Тогда же папа рассказал и много других случаев, подтверждавших его теорию бумеранга. Как другой «офицеришка» их полуштрафного батальона требовал обязательно идти по дороге строем, чтобы будто специально представлять собой прекрасную мишень: их колонну на бреющем полете легко расстреливали вражеские самолеты. Сам же он, якобы боевой командир, в это время шагал сбоку, в безопасности под кронами деревьев. Шагал-шагал и подорвался на мине. Или еще случай, когда сдавшийся в плен немец объяснял, показывая на свою медицинскую повязку и жестикулируя, что он только врач, хирург, который вытаскивает осколки, а офицер его не слушал и выстрелил ему в голову, а потом в тот же день еще расстрелял среди пленных ждущую ребенка немку. И что же?
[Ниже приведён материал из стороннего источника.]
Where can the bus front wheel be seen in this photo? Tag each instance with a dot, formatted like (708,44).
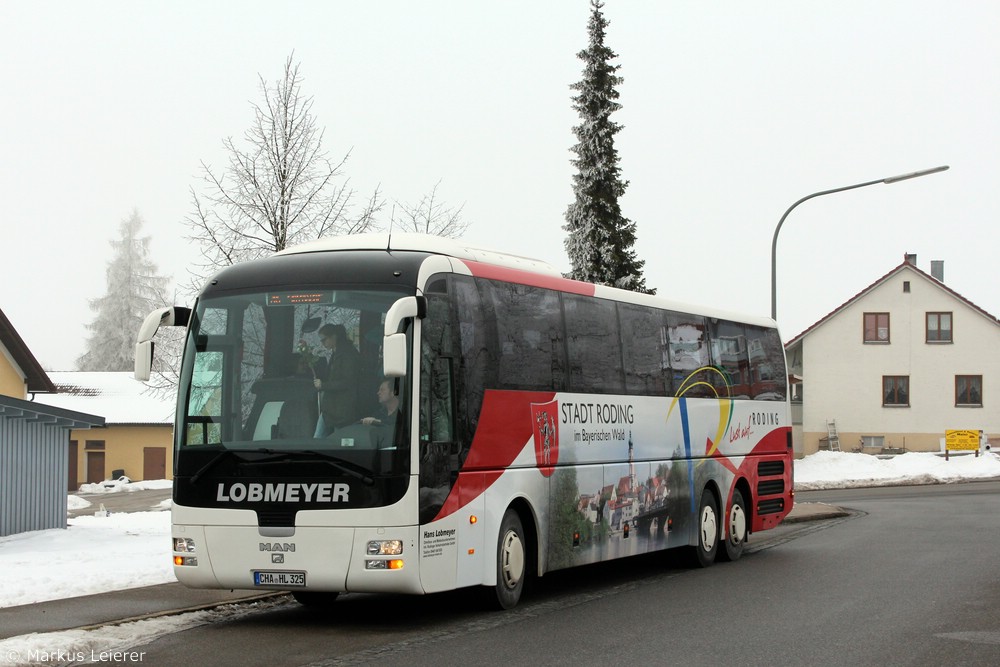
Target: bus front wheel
(511,561)
(708,530)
Его самого убили очень и очень скоро.

Бурно негодовал мой отец, когда видел развязанные войной стяжательные инстинкты и с неожиданной для его всегдашнего благодушия сердитой брезгливостью обвинял именно «мародеров в офицерских погонах». Когда же я засомневалась и спросила о простых солдатах, он сказал: «Конечно, дочка, они были не ангелами, но их грехи - такие крошечные, ну курицу чужую обезглавят, ну простыню на портянки стянут или пасеку подразорят, а что другое - мы с Шуркой не видели». Однако одну историю о ефрейторе, который в мирной жизни был фельдшером-стоматологом, я слышала раньше, старшеклассницей, когда у нас за столом сидели Светозаровы и фронтовые друзья почему-то расслабились и вышли из своего обычного режима молчания. Этот ефрейтор носил с собой в табачном кисете специальный инструмент то ли для вырывания зубов, то ли для снятия зубных коронок и любил при случае «промышлять» после боя, собирая зубную дань с убитых. Смерть его настигла во время этой «золотой лихорадки»: друзья издали увидели, как его застрелил раненый немец, которого он принял за покойника.
Кстати, в тот день со слов дяди Шуры я поняла что и он приписывает папе свое выживание на фронте: он говорил, что только благодаря его технической смекалке и на редкость быстрым рукам много раз им удавалось избежать гибели под пулями и осколками, не говоря о помощи при переправах (отец всегда хорошо плавал и на моей памяти уже после войны в разное время спас двух утопающих)».

Л.В.Савельева «В начале жизни школу помню я…», журнал «Север» №11+12, ноябрь-декабрь 2017 г.